Mit naivem Idealismus versucht die moderne junge Frau gegen das lokale Hinterwäldlertum
anzukommen, stößt jedoch wieder und wieder auf Mauern der selbstbeschränkten Ignoranz
und auf Menschen, die obendrein bis zum Stumpfsinn patriotisch sind. Carols neue Ideen
kommen nicht nur ganz schlecht an, die Kleinstädter fühlen sich sogar bedrängt und
schlagen böse zurück. Die Einzigen, die sich auf Carols Seite schlagen, sind die
sozialen Randfiguren, was noch weniger hilfreich ist.
Im Übrigen fällt auch Ehemann Will ganz und gar zurück in das Spießertum seiner
Herkunft und will in seiner stumpfen geistigen Unbeweglichkeit auf keinen Fall aus der
Reihe tanzen. Das Alles spielt in der Zeit vor und während des Ersten Weltkriegs und
reicht bis in die Frühzeit der Prohibition. Abgesehen von der kommt einem alles
merkwürdig bekannt vor, vergleicht man es mit den heutigen Gesellschaftsschichten, die
das Trump-Amerika ganz wesentlich ausmachen.
Ein so alter Roman auf der Höhe der Zeit und ein literarischer Hochgenuss war er schon
damals. Für die Neuausgabe wurde die ohnehin hervorragende Übersetzung von Christa E.

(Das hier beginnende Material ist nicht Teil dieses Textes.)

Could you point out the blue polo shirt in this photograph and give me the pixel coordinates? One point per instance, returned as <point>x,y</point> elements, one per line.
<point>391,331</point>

Seibicke noch einmal aktualisiert. Zudem gibt es über 250 Stellenkommentare zum besseren
Leseverständnis. Ein funkelndes Nachwort lieferte im Übrigen mit Heinrich Steinfest ein
wahrer Bruder im Geiste von Sinclair Lewis. Fazit: eine zeitlos grandiose Satire und ein
Hochgenuss für jeden anspruchsvollen Leser.